I. Pour bien comprendre


A. Épidémiologie
Cette pathologie infectieuse virale concerne par définition les nourrissons âgés de moins de 12
mois ; taux d'hospitalisation de 3,6 % parmi les nourrissons de moins de 12 mois. Les
épidémies automno-hivernales commencent au Nord, puis évoluent vers le Sud. Le VRS est
l'agent infectieux principal (60–70 %). Il a une incubation de 2 à 8 jours et est associé aux
formes les plus graves donc hospitalisées. L'élimination du virus se prolonge sur 3 à 7 jours,
parfois jusqu'à 4 semaines.
D'autres virus peuvent être identifiés, notamment le métapneumovirus (10–12 %), les
rhinovirus (environ 20 %), les virus parainfluenzae, le virus influenzae (grippe), les
coronavirus et les adénovirus. En période de fin de printemps et début d'été, ce sont les
entérovirus qui sont le plus fréquemment rencontrés.
B. Physiopathologie
La contamination est interhumaine, par gouttelettes et de façon manu-portée, favorisée par la
mise en collectivité. La multiplication virale débute dans les cellules des voies aériennes
supérieures (rhinite) et se poursuit dans les cellules épithéliales des bronchioles. La réaction
inflammatoire, entraîne une obstruction des voies aériennes, à la fois endoluminale (bouchon
muqueux) et murale (inflammation pariétale). La réduction de calibre conduit à un sifflement
expiratoire souvent audible et l'atteinte bronchioloalvéolaire à des crépitants. Il existe une
hyperréactivité bronchique inconstante. Il existe une augmentation considérable du travail
respiratoire qui amène à un épuisement des nourrissons les plus jeunes (hypercapnie), des
effets shunt par apparition d'atélectasies ou des troubles des échanges gazeux (hypoxémie). La
deuxième phase est sécrétoire avec l'apparition de râles bronchiques bulleux. La troisième
phase est réparatrice avec une guérison devant être obtenue à 1 mois.

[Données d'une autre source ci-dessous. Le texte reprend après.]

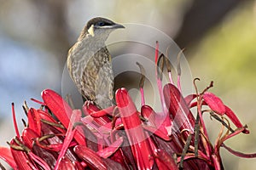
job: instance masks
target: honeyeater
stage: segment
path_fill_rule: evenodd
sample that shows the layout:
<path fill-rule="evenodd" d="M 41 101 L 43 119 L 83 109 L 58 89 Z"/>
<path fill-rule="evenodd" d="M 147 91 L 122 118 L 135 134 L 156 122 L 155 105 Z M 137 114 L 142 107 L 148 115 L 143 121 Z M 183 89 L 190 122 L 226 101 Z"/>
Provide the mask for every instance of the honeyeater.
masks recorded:
<path fill-rule="evenodd" d="M 105 42 L 119 28 L 125 27 L 105 18 L 91 19 L 67 54 L 67 69 L 79 91 L 102 109 L 113 105 L 111 55 Z"/>

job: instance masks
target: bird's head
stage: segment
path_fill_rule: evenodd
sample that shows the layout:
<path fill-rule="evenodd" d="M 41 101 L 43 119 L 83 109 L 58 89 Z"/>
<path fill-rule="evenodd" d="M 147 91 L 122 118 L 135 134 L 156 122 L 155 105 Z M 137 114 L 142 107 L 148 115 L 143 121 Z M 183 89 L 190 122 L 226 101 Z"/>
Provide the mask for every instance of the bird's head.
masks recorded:
<path fill-rule="evenodd" d="M 89 20 L 81 32 L 79 39 L 90 35 L 96 38 L 101 37 L 106 41 L 108 35 L 115 29 L 125 28 L 124 26 L 116 24 L 105 18 L 96 17 Z"/>

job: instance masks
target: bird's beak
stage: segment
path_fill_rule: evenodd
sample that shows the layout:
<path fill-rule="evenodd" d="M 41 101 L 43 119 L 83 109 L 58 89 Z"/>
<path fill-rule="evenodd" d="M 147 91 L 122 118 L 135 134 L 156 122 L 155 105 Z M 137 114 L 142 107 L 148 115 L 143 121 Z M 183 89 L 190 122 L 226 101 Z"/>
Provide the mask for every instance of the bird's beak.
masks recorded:
<path fill-rule="evenodd" d="M 125 28 L 123 25 L 120 25 L 120 24 L 114 24 L 114 25 L 112 25 L 111 27 L 112 27 L 113 29 Z"/>

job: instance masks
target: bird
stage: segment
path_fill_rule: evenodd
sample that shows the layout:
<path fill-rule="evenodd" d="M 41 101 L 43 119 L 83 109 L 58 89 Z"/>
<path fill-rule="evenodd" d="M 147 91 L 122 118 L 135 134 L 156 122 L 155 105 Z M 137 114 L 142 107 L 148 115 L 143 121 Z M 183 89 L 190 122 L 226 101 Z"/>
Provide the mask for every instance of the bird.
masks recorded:
<path fill-rule="evenodd" d="M 93 102 L 101 109 L 114 105 L 111 55 L 105 42 L 119 28 L 125 26 L 106 18 L 93 18 L 67 54 L 69 75 L 85 103 Z"/>

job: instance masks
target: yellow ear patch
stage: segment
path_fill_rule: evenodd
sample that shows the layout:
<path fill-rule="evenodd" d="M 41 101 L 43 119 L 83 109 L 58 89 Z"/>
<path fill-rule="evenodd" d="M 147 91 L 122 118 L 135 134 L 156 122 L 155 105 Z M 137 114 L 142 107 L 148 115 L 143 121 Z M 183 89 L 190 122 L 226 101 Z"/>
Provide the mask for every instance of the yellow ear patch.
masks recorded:
<path fill-rule="evenodd" d="M 94 25 L 91 25 L 88 30 L 88 33 L 94 37 Z"/>

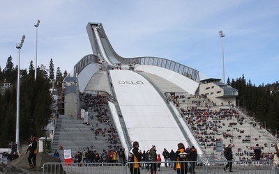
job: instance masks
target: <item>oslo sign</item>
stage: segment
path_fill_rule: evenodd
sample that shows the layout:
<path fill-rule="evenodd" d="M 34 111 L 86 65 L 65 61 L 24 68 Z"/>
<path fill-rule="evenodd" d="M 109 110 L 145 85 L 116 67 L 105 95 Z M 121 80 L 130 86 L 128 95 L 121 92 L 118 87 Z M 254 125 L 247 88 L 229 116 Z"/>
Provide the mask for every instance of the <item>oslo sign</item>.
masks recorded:
<path fill-rule="evenodd" d="M 121 85 L 143 85 L 144 82 L 141 81 L 119 81 L 118 82 Z"/>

Infection virale (VRS surtout), épidémique et saisonnière, contagieuse.
II. Diagnostiquer une bronchiolite
A. Diagnostic clinique
1. Identifier une bronchiolite aiguë
• premier épisode aigu de gêne respiratoire chez un nourrisson de moins de 12 mois, à toute
période de l'année;
• se déroulant selon la séquence : rhinite suivie de signes respiratoires : toux, sibilants et/ou
crépitants, accompagnés ou non d'une polypnée et/ou de signes de lutte respiratoire (mise en
jeu des muscles accessoires intercostaux inférieurs,
sternocléidomastoïdiens, asynchronisme thoraco-abdominal, battement des ailes du
nez);
• fièvre inconstante et ne faisant pas partie de la définition.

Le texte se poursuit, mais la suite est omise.